Assez vif, l'ancien motard souleva le canadien pour le retourner doucement et lui permettre de se rasseoir. Bien qu'il fallut encore un long instant à ce dernier pour se remettre de sa surprise et remettre ses idées bien en place, il put finalement regarder Brooks dans les yeux, puis lui indiquer l'endroit ou se trouvait l’agrafeuse, mais aussi le coupe-papier.

"Prends le. S'il te plait, j'ai pas les poches pour ça et les mains déjà pleines."

En effet, à peine l'esprit un peu éclaircis, il avait agrippé son fusil d'assaut avec sa main droite, gardant son pistolet dans le gauche avant de se relever tout en douceur pour épargner sa cuisse qui commençait à lui faire sentir la gravité d'une blessure laissée sans soin.

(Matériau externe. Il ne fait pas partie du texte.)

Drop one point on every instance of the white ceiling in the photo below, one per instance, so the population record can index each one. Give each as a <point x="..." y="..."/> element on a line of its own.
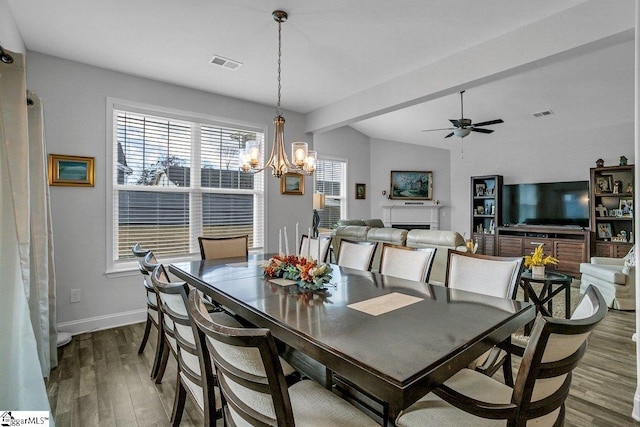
<point x="336" y="50"/>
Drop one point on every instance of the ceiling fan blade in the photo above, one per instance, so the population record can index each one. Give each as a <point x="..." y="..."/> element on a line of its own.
<point x="432" y="130"/>
<point x="482" y="130"/>
<point x="490" y="122"/>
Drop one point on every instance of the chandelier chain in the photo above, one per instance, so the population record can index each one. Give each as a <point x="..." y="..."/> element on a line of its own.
<point x="278" y="111"/>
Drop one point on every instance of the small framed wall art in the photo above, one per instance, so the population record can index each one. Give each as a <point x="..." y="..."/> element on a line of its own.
<point x="411" y="185"/>
<point x="71" y="171"/>
<point x="292" y="183"/>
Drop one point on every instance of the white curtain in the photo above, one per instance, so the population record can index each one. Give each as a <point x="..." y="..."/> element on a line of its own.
<point x="27" y="291"/>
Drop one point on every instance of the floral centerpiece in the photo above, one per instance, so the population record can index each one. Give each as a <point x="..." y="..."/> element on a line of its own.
<point x="537" y="261"/>
<point x="306" y="272"/>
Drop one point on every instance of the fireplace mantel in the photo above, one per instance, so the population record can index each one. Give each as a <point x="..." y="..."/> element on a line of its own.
<point x="410" y="213"/>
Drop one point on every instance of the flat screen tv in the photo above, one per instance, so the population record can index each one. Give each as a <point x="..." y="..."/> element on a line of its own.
<point x="549" y="203"/>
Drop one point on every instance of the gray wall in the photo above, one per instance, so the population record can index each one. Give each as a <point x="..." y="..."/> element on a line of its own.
<point x="388" y="155"/>
<point x="351" y="145"/>
<point x="74" y="98"/>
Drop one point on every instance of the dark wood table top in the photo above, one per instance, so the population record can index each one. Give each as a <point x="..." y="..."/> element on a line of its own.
<point x="398" y="356"/>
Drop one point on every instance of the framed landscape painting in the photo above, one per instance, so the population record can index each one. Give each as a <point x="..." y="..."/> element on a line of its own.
<point x="411" y="185"/>
<point x="292" y="183"/>
<point x="71" y="170"/>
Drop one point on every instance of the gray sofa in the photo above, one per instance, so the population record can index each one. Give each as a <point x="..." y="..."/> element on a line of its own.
<point x="358" y="230"/>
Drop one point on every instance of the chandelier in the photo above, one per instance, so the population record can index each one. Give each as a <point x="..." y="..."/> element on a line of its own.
<point x="303" y="159"/>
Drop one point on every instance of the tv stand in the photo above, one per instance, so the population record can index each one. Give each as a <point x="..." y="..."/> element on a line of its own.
<point x="569" y="244"/>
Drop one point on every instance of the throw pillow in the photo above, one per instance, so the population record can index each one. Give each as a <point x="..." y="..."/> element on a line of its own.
<point x="630" y="257"/>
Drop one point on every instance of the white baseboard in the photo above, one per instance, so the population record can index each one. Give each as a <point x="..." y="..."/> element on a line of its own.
<point x="103" y="322"/>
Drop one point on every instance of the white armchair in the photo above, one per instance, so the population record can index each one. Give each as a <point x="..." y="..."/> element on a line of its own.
<point x="615" y="281"/>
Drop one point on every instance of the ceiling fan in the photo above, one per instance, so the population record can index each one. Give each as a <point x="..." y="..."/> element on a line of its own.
<point x="463" y="127"/>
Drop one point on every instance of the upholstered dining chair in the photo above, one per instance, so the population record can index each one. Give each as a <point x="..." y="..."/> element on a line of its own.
<point x="309" y="247"/>
<point x="484" y="274"/>
<point x="488" y="275"/>
<point x="191" y="379"/>
<point x="153" y="312"/>
<point x="406" y="263"/>
<point x="224" y="247"/>
<point x="542" y="383"/>
<point x="356" y="255"/>
<point x="253" y="386"/>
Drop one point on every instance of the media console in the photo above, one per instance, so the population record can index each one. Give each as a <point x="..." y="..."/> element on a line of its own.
<point x="570" y="245"/>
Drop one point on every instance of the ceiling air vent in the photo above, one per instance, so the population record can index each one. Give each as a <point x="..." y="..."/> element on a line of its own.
<point x="542" y="113"/>
<point x="227" y="63"/>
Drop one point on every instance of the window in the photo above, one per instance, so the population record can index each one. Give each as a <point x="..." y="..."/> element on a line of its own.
<point x="176" y="178"/>
<point x="330" y="179"/>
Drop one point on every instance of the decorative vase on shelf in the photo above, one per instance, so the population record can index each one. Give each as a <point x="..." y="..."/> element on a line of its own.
<point x="537" y="271"/>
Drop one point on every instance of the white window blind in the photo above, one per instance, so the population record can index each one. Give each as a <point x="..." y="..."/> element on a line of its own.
<point x="175" y="180"/>
<point x="330" y="179"/>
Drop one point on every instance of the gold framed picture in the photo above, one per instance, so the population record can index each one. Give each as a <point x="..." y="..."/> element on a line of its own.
<point x="292" y="183"/>
<point x="73" y="171"/>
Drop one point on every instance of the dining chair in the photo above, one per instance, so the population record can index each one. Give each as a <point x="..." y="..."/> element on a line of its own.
<point x="153" y="312"/>
<point x="223" y="247"/>
<point x="485" y="274"/>
<point x="253" y="387"/>
<point x="542" y="383"/>
<point x="406" y="263"/>
<point x="309" y="247"/>
<point x="488" y="275"/>
<point x="191" y="379"/>
<point x="356" y="255"/>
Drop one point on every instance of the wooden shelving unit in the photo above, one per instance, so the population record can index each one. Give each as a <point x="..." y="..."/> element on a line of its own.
<point x="486" y="207"/>
<point x="612" y="225"/>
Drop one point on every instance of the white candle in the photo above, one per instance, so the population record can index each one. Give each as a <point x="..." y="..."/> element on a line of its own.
<point x="286" y="242"/>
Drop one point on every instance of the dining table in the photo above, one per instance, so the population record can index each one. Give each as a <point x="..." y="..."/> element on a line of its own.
<point x="394" y="339"/>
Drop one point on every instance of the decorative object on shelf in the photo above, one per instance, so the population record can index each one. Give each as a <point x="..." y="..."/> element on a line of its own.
<point x="292" y="183"/>
<point x="537" y="262"/>
<point x="71" y="171"/>
<point x="411" y="185"/>
<point x="318" y="205"/>
<point x="304" y="160"/>
<point x="626" y="207"/>
<point x="472" y="246"/>
<point x="604" y="230"/>
<point x="307" y="273"/>
<point x="602" y="211"/>
<point x="617" y="187"/>
<point x="604" y="184"/>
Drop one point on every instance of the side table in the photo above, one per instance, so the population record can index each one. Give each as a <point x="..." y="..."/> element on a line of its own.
<point x="550" y="279"/>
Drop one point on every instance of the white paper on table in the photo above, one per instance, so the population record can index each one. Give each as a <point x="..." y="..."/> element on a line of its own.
<point x="385" y="303"/>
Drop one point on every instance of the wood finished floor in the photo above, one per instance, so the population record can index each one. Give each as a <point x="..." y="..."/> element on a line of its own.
<point x="103" y="381"/>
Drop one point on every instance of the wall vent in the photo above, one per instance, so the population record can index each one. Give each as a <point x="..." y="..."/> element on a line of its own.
<point x="227" y="63"/>
<point x="542" y="113"/>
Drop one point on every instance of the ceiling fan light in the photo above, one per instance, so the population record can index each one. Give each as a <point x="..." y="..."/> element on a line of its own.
<point x="461" y="132"/>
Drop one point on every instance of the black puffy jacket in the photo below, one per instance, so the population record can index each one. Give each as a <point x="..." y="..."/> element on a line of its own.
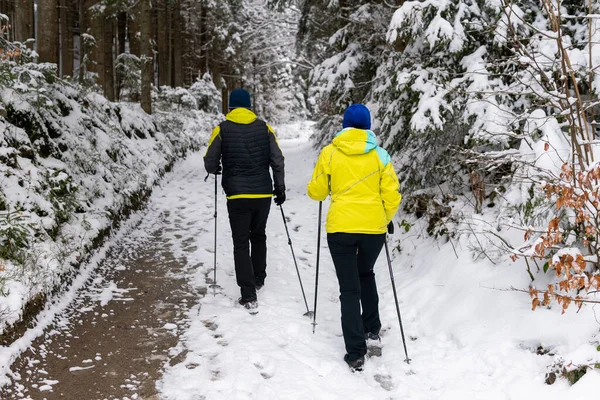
<point x="247" y="147"/>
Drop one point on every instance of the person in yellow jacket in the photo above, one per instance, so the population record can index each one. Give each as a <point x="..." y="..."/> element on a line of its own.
<point x="365" y="196"/>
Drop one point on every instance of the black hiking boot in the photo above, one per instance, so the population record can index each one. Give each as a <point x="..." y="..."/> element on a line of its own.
<point x="259" y="284"/>
<point x="355" y="365"/>
<point x="249" y="303"/>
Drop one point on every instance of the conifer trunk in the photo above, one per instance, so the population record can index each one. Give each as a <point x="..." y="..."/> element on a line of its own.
<point x="109" y="81"/>
<point x="66" y="37"/>
<point x="177" y="70"/>
<point x="23" y="20"/>
<point x="145" y="15"/>
<point x="47" y="40"/>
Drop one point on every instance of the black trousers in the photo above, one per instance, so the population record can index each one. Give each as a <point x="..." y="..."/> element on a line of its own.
<point x="248" y="220"/>
<point x="354" y="256"/>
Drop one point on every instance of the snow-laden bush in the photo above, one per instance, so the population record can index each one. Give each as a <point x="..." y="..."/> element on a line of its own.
<point x="72" y="165"/>
<point x="207" y="96"/>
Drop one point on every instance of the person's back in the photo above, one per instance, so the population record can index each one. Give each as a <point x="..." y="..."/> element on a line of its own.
<point x="247" y="147"/>
<point x="364" y="190"/>
<point x="360" y="174"/>
<point x="246" y="154"/>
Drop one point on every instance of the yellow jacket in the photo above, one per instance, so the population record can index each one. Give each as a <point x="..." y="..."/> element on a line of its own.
<point x="362" y="182"/>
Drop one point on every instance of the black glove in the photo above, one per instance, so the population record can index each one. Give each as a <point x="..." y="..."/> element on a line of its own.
<point x="391" y="228"/>
<point x="279" y="195"/>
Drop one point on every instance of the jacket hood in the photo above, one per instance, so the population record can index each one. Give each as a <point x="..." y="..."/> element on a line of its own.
<point x="355" y="141"/>
<point x="241" y="116"/>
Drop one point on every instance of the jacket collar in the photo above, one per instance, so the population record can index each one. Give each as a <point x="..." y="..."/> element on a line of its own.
<point x="241" y="116"/>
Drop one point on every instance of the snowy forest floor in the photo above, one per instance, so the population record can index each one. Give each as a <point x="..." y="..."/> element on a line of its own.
<point x="147" y="326"/>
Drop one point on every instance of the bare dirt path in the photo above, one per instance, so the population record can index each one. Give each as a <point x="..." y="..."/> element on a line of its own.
<point x="114" y="339"/>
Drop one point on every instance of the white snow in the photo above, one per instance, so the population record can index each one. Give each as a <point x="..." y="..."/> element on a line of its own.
<point x="468" y="336"/>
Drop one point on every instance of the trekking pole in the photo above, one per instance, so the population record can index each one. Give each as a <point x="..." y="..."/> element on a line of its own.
<point x="387" y="253"/>
<point x="214" y="285"/>
<point x="308" y="313"/>
<point x="317" y="272"/>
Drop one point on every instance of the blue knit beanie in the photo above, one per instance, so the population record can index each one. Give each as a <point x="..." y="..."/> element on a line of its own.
<point x="357" y="116"/>
<point x="239" y="98"/>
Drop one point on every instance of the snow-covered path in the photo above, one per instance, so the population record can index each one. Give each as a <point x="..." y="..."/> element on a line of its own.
<point x="274" y="355"/>
<point x="465" y="339"/>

Et de ce côté, l'armoire à glace fut des plus salutaires pour le gringalet en le soutenant avec une certaine facilité. Samuel avait choisis de rester au côté droit de Brooks, même si cela ne lui permettait pas de réagir vite à une menace puisque son pistolet, sécurité mise, trainait sur l'épaule de son nouveau co-équipier, cela lui donnait l'opportunité de quasiment éviter de poser son pied gauche au sol et donc de faire travailler sa jambe.

Ainsi, ils cheminèrent d'un pas rapide mais sans empressement jusqu'à la vitre manquante. Ainsi, ils passèrent tous les deux par cette issue pour débouler dans le couloir.

Ivy Lockhart

Anonymous
Invité
Dim 31 Mai - 22:49
J'observais Elizabeth me répondre, n'offrant crédit à ses propos que d'un simple hochement de tête avant de la laisser informer le groupe de Melody resté hors de l'école de notre situation. La réponse qui me parvint par l'intermédiaire du talkie fit naître chez moi un nouveau nœud qui m'enserra l'estomac dans une étreinte nauséeuse. Ils avaient trouvé l'arbalète de Matthew, cassée et surtout sans Matthew avec. Ma gorge se serra alors que je sentais un profond désespoir – encore un – m'envahir, doublé d'une intense culpabilité. Tout ceci était de ma faute. Cette conclusion n'avait rien de rationnel, ni même de justifié, mais cela faisait bien longtemps maintenant que j'avais laissé la rationalité de ma psychologie loin derrière moi. Un abattement sans nom ni proportion me gagna, faisant s'affaisser mes épaules sous une chape de plomb forgée dans la lourdeur de mes échecs. A l'image de ma myopie qui offrait à mes yeux un monde flou et abstrait, l’absence potentielle de Matthew jetait le même flou sur l'avenir du campement. Notre avenir à tous. Qu’allions-nous devenir sans cet homme pour nous montrer la voie ?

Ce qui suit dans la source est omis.